In September14, when oil was $100 and INR 61, if a poll was conducted about the level of INR should oil fall to $50, an overwhelming majority would have suggested INR at 50-55 in our opinion.
12thJanuary15 : Oil is $50 but INR is 62. Is this a paradox or has something changed ?
On discussing this with economists & experts, one reason cited was the strength of US$.
The fallacy in the US$ strength argument
A $50 fall in oil prices equals a saving of 2.5% of GDP in CAD as against CAD of 1.9%, 1.1% and 1.3% (as % of GDP) in the previous three quarters of CY14 respectively.

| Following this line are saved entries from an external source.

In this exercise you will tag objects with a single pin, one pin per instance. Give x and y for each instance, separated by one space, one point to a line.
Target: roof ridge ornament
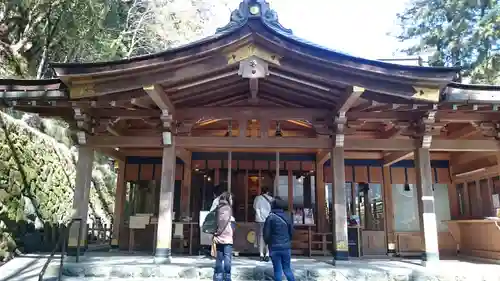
254 9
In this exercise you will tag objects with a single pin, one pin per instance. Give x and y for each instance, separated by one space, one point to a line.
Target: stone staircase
198 268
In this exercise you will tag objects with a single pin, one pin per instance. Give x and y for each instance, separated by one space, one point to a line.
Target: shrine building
374 158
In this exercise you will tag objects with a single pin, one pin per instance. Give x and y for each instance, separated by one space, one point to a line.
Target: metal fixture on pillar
229 132
277 177
278 133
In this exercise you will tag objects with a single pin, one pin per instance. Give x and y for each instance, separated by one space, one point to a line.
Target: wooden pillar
120 195
389 212
164 229
186 186
426 208
229 170
277 177
320 196
339 211
81 200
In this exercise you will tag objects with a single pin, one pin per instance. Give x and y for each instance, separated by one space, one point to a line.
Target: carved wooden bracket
340 122
85 125
426 128
490 129
166 119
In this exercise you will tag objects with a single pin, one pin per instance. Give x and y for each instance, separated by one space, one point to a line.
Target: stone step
257 273
142 268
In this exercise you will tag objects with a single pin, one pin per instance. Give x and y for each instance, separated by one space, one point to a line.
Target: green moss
37 169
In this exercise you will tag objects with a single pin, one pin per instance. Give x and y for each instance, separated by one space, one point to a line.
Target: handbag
213 248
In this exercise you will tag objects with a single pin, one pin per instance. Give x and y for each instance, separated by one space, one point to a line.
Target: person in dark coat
278 231
223 238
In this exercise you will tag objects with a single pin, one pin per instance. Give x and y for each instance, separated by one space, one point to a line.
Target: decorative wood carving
253 9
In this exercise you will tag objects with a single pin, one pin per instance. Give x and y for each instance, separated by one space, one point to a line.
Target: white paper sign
495 200
138 222
205 238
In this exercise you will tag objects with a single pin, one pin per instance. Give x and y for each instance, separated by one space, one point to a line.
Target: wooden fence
45 239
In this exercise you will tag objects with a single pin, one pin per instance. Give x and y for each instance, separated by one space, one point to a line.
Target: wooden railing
63 238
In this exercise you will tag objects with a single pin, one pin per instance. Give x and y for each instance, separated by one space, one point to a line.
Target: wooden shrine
254 105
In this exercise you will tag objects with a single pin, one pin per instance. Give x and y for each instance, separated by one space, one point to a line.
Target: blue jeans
222 270
281 263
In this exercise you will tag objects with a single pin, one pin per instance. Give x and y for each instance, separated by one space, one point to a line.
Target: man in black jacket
278 231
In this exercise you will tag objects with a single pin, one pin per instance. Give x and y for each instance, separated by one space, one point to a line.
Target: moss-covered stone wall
37 183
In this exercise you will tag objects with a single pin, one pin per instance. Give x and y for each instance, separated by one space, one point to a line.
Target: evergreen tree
462 33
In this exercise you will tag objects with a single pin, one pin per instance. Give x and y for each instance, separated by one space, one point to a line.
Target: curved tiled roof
259 11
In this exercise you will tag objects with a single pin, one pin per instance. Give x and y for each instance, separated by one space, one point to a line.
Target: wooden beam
160 97
441 116
463 133
239 113
144 102
102 113
395 157
110 152
351 99
464 158
287 143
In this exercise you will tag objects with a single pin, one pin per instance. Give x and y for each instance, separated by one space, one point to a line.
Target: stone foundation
197 268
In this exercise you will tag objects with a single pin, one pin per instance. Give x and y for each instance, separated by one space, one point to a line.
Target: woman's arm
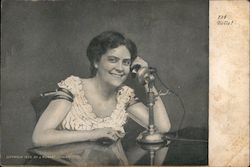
45 132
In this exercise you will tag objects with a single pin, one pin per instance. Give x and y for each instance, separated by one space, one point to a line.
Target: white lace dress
81 115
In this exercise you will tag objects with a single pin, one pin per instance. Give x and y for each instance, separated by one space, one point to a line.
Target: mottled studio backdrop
43 42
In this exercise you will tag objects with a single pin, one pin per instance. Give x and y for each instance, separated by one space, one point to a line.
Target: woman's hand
139 61
109 133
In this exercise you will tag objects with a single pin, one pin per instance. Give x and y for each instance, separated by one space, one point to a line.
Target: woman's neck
106 90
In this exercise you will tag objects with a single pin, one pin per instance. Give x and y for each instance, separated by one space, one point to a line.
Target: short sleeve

These savings are so real and so massive, that they have the potential to alter the USD/INR demand supply equation on a sustainable basis. In view of this, the indirect impact of strength of USD, if any, should be moderate and temporary in our opinion.
It is therefore surprising that the INR has actually depreciated by 4% v/s US$ in this period.
A possible explanation
The fall in oil price is not only a recent one but a sharp one too. Consequently, the quarterly average prices are falling with a lag. Further, India's oil imports enjoy nearly a six week credit period, which implies that the effective price for India on cash basis will fall sharply in Jan-Mar15 and Apr-Jun15 quarters.